By Belinda Heyne and Lacey Duffy
A new, safe, and affordable SARS-CoV-2 decontamination method has been identified and is now being commercially tested and developed for masks and Personal Protective Equipment (PPE). This method works perpetually, even while a mask is being worn.
This novel decontamination method relies solely on protective dyes, indoor light, and ever-present oxygen.
The DeMaND study co-authored by 52 researchers worldwide with support from 13 labs and institutions, including the WHO, AHS, CDC, University of Calgary, University of Alberta, Québec-Université Laval, Stanford, and the University of Washington, was recently pre-published. For the first time, Methylene Blue (MB), a Light-Activated Dye was shown to inactivate SARS-CoV-2 on a variety of commonly used masks while keeping their integrity.
This Light-Activated Dye, when applied to coronavirus-infected masks, consistently decontaminated SARS-CoV-2 from the masks within 30 minutes and in many cases in less than five minutes.
Further, masks pre-treated with Methylene Blue provided ongoing decontamination once exposed to SARS-CoV-2.
The Science: Dye, Light, and Oxygen
Based on principles of Photodynamic Therapy used medically for roughly a hundred years in treatment of cancer, skin and eye conditions, research confirmed the hypothesis of Dr. James Chen that Light-Activated Dyes could destroy SARS-CoV-2 on masks and other PPE.
Methylene Blue (MB), and other Light-Activated Dyes, have the unique molecular ability to transfer energy from surrounding indoor light to nearby oxygen, briefly exciting such to the state of singlet oxygen. Singlet oxygen is well-know for its ability to destroy pathogens, including viruses, bacteria, and fungi. The beauty of singlet oxygen is it either reacts with pathogens around it or it reverts back to oxygen. All of this happens within milliseconds.
When singlet oxygen comes into contact with coronavirus, it can react with the virus in many ways: with the amino acids in the spike proteins, in the membrane’s lipids, and with the RNA. It’s not selective but has a preference for certain amino acids in the spike proteins.
The study concluded MB (at various concentrations) and light decontaminated SARS-CoV-2 with up to a 5-log reduction of viral load to undetectable levels. Though bright light led to 99.9 per cent inactivation in as little as five minutes (the lowest amount of time measured), even MB exposure to ambient light (700 lux) led to complete virus inactivation after 30 minutes.
This research suggests it is now possible for healthcare workers going about their daily routines in typical hospital settings to be exposed to enough light to activate the MB on their pre-treated masks and inactivate any present or forthcoming pathogens.
Application of Science
Effective decontamination methods have become increasingly important for health systems facing PPE shortages and requiring reuse of PPE, and the pandemic has demonstrated the need to improve the technology and performance of masks and PPE to provide better protection to frontline health workers. Many health systems rely on the expensive and extensive UV Light or Vaporized Hydrogen Peroxide decontamination methods at best, and seven days of storage in brown paper bags at worst. The MB + Light method requires no specialized equipment or energy resources and will represent a more affordable option when products are made available.
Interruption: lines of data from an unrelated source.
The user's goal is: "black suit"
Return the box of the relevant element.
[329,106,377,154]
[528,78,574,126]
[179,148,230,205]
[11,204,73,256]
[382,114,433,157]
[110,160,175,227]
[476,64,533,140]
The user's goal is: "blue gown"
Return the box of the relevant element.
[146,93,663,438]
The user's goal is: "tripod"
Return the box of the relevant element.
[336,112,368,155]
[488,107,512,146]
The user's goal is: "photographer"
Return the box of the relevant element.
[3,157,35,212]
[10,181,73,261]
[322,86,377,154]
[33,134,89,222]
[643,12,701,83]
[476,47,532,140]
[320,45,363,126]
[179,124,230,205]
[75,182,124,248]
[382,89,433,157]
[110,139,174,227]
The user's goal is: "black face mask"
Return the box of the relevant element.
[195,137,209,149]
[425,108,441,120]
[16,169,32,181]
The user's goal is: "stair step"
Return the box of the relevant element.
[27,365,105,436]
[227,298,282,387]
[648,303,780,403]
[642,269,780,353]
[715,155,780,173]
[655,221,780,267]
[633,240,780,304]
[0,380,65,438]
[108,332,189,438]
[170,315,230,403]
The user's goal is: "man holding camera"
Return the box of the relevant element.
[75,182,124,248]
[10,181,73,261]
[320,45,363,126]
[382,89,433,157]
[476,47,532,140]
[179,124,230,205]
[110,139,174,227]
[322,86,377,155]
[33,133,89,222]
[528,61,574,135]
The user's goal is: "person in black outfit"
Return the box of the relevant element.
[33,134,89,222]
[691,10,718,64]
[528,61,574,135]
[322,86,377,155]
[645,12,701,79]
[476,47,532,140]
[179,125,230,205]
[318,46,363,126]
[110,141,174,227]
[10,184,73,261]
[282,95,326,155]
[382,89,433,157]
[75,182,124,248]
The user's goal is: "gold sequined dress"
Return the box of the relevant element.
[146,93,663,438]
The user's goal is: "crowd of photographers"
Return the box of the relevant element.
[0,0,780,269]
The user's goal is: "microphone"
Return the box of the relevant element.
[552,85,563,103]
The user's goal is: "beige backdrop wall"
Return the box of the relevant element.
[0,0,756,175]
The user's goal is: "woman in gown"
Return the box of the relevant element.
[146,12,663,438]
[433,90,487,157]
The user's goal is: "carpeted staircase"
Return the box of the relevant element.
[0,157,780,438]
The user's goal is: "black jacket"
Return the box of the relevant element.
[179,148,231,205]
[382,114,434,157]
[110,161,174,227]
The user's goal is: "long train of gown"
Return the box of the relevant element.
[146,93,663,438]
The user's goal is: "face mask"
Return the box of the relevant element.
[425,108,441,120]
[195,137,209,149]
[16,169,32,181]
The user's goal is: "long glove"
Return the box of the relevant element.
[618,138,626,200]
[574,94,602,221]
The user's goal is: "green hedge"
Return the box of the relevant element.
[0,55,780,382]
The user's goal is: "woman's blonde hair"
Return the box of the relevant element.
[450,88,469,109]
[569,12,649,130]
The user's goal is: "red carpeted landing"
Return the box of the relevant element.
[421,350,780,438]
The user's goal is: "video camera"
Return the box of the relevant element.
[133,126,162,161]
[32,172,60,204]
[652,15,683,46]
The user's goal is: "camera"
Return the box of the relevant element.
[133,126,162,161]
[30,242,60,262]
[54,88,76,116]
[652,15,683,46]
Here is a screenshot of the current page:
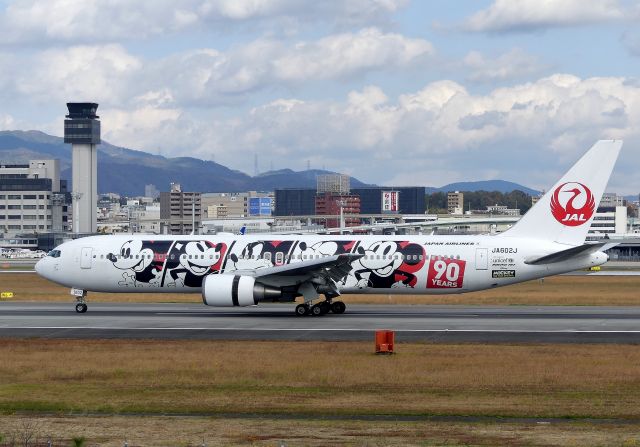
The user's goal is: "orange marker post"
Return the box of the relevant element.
[376,330,396,354]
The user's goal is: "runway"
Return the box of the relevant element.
[0,302,640,343]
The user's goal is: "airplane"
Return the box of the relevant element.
[35,140,622,316]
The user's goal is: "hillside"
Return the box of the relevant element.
[0,131,364,196]
[0,130,537,196]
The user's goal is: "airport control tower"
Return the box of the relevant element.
[64,102,100,233]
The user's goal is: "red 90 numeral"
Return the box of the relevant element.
[427,257,466,289]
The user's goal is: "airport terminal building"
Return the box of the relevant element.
[0,160,69,238]
[274,186,426,216]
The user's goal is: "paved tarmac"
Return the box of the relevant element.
[0,301,640,343]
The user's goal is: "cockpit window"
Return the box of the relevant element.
[47,250,60,258]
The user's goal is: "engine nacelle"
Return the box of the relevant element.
[202,274,282,307]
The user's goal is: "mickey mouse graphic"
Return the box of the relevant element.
[229,241,272,270]
[345,241,424,289]
[167,240,227,287]
[107,240,162,287]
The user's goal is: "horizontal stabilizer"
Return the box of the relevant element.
[524,242,618,265]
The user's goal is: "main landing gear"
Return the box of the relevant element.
[296,300,347,317]
[71,289,87,314]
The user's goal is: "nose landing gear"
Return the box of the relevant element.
[76,303,87,314]
[296,300,347,317]
[71,289,87,314]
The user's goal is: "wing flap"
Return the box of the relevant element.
[524,242,618,265]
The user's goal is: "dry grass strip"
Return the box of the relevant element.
[0,273,640,306]
[0,416,640,447]
[0,340,640,419]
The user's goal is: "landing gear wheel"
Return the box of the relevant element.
[318,301,331,315]
[76,303,87,314]
[331,301,347,314]
[296,304,309,317]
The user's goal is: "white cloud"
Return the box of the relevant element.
[463,0,625,32]
[0,28,433,107]
[14,45,142,104]
[130,74,640,191]
[0,113,17,130]
[462,48,546,82]
[0,0,406,45]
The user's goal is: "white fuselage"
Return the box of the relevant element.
[36,235,607,294]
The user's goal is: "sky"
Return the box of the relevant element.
[0,0,640,194]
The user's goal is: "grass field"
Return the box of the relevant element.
[0,415,640,447]
[0,273,640,306]
[0,340,640,445]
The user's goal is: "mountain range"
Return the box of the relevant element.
[0,130,537,196]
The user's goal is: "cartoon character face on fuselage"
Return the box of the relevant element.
[107,240,162,287]
[345,241,425,289]
[167,240,227,287]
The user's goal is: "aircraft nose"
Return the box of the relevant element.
[34,258,44,275]
[34,258,52,280]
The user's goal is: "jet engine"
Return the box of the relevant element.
[202,274,282,307]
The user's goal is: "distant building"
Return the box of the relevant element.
[587,206,627,241]
[482,204,520,216]
[316,174,351,194]
[598,192,624,208]
[447,191,464,214]
[315,192,360,228]
[202,191,273,219]
[274,188,316,216]
[144,184,160,199]
[531,191,544,206]
[0,160,69,237]
[274,186,426,216]
[160,183,202,234]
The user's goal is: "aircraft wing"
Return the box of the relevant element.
[234,253,364,301]
[525,242,618,265]
[234,253,364,281]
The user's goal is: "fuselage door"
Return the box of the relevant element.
[80,247,93,269]
[476,248,489,270]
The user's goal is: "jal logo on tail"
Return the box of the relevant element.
[551,182,596,227]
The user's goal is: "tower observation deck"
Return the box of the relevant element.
[64,102,100,233]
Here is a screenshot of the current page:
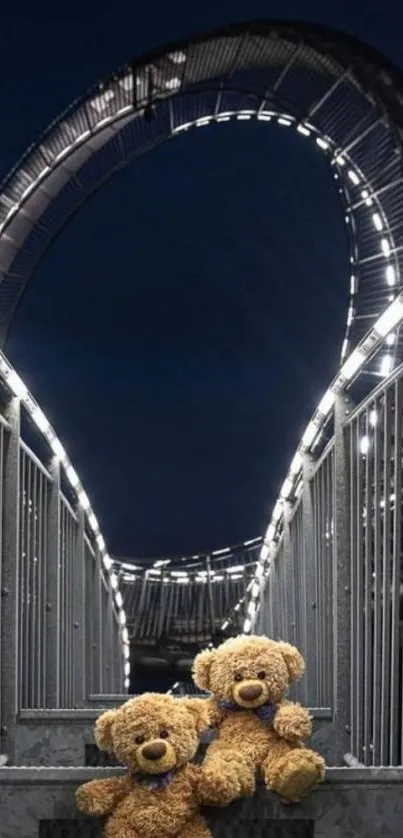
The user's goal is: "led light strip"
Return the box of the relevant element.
[227,292,403,634]
[0,351,130,689]
[173,110,400,364]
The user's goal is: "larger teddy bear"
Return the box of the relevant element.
[193,635,325,803]
[76,693,246,838]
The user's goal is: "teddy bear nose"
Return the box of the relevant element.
[141,742,167,761]
[239,684,263,701]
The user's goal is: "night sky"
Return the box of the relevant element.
[0,0,403,556]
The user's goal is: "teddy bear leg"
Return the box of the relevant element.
[178,815,213,838]
[102,815,140,838]
[263,742,325,803]
[199,752,255,806]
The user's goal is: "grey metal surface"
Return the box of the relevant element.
[0,398,123,763]
[0,768,403,838]
[332,393,351,765]
[0,398,21,760]
[0,20,403,368]
[16,708,335,766]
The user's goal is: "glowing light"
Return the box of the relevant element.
[97,532,105,551]
[78,491,90,511]
[340,349,365,381]
[301,422,317,448]
[66,465,80,489]
[374,297,403,337]
[50,437,66,460]
[381,239,390,256]
[32,407,50,434]
[102,553,113,576]
[7,370,28,399]
[318,390,334,416]
[381,355,393,376]
[372,212,383,233]
[280,477,293,498]
[386,265,396,285]
[348,169,360,186]
[168,51,186,64]
[88,512,99,532]
[290,451,302,475]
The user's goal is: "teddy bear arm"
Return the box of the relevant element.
[198,739,256,806]
[273,701,312,742]
[76,777,129,816]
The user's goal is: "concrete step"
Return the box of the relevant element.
[0,767,403,838]
[15,708,336,767]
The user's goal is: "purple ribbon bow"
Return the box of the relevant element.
[136,771,175,791]
[219,700,277,724]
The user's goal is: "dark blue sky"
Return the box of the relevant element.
[0,6,402,555]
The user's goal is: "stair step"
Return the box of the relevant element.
[38,818,315,838]
[0,767,403,838]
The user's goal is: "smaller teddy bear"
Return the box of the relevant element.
[193,635,325,802]
[76,693,246,838]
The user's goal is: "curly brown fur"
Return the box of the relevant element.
[76,693,241,838]
[193,635,325,801]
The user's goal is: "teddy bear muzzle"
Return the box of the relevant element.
[137,739,177,774]
[233,679,268,710]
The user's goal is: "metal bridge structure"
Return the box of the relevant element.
[0,21,403,838]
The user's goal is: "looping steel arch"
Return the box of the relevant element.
[0,21,403,360]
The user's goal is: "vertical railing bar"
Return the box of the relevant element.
[35,471,45,707]
[363,409,372,765]
[18,451,28,709]
[389,378,403,765]
[348,420,361,758]
[31,468,38,708]
[72,506,86,707]
[370,401,385,765]
[0,397,21,764]
[332,393,351,764]
[45,457,63,708]
[353,419,365,761]
[312,466,326,707]
[379,388,392,765]
[302,455,318,707]
[94,550,103,695]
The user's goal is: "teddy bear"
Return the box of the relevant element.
[193,635,325,803]
[76,693,244,838]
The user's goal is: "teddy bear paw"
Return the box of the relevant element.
[76,785,106,817]
[264,748,325,803]
[201,760,255,806]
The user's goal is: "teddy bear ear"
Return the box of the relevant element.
[180,698,211,736]
[277,641,305,682]
[192,649,215,690]
[95,710,116,751]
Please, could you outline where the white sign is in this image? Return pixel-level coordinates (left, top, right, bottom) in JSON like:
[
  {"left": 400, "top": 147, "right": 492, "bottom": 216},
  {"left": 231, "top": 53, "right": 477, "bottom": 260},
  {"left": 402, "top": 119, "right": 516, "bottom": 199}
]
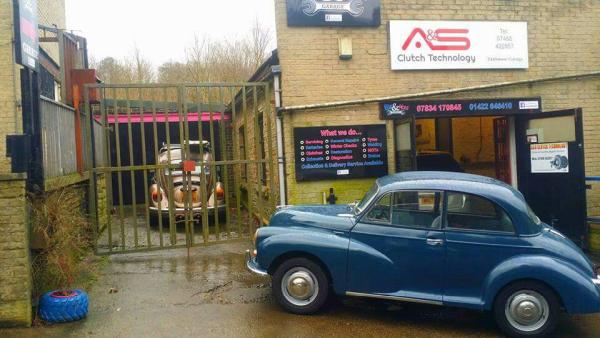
[
  {"left": 530, "top": 142, "right": 569, "bottom": 174},
  {"left": 390, "top": 20, "right": 529, "bottom": 70}
]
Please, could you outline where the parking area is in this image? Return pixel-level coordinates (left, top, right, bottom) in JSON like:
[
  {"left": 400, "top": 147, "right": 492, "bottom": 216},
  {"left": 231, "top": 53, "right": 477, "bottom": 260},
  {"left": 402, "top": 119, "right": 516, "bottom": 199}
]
[{"left": 0, "top": 242, "right": 600, "bottom": 337}]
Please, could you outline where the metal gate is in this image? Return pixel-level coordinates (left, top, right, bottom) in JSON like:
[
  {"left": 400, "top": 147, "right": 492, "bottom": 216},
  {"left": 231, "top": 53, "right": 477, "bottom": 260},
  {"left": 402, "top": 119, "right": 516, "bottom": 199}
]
[{"left": 84, "top": 83, "right": 278, "bottom": 254}]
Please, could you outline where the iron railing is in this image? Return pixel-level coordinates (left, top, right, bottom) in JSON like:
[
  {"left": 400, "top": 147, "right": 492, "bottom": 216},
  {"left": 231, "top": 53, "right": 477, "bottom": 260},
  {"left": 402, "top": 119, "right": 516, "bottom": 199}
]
[{"left": 40, "top": 96, "right": 77, "bottom": 179}]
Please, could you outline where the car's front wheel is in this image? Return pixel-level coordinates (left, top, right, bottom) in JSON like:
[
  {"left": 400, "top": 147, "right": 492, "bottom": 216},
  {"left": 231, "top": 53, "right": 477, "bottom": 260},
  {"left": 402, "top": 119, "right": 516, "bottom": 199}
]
[
  {"left": 494, "top": 281, "right": 560, "bottom": 337},
  {"left": 273, "top": 257, "right": 329, "bottom": 315}
]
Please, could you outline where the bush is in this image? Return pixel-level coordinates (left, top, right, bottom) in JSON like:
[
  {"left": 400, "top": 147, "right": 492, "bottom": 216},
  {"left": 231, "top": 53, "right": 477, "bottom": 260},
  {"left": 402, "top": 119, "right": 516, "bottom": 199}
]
[{"left": 30, "top": 187, "right": 92, "bottom": 298}]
Further, since PPE pre-treated with MB was shown to offer ongoing inactivation of coronavirus and other pathogens during use, masks could be made more effective with this technology. Compared to current N95s and similar masks that trap pathogens, wearers of masks pre-treated with MB could benefit from an active line of defense against such pathogens.
This technology could represent the next line of improvement for hospitals, nursing homes, home health – all healthcare systems.
Leading virologists, chemists, and researchers around the world are presently conducting follow-up studies. Though the science is simple and the concept is proven, special attention to the chemistry of these protective dyes is important, from choosing the optimum protective dyes, to determining dosing concentrations, to measuring singlet oxygen production. Certain dyes can be optimized for specific lighting conditions, environments, use cases, and desired outcomes.
Dr. Heyne completed her post-doctoral fellowship at the University of Ottawa. In 2007, she began her career at the University of Calgary, where she is now a Full Professor. Lacey Duffey received an MA in Journalism from University of Oklahoma, she is currently VP Experience at Singletto.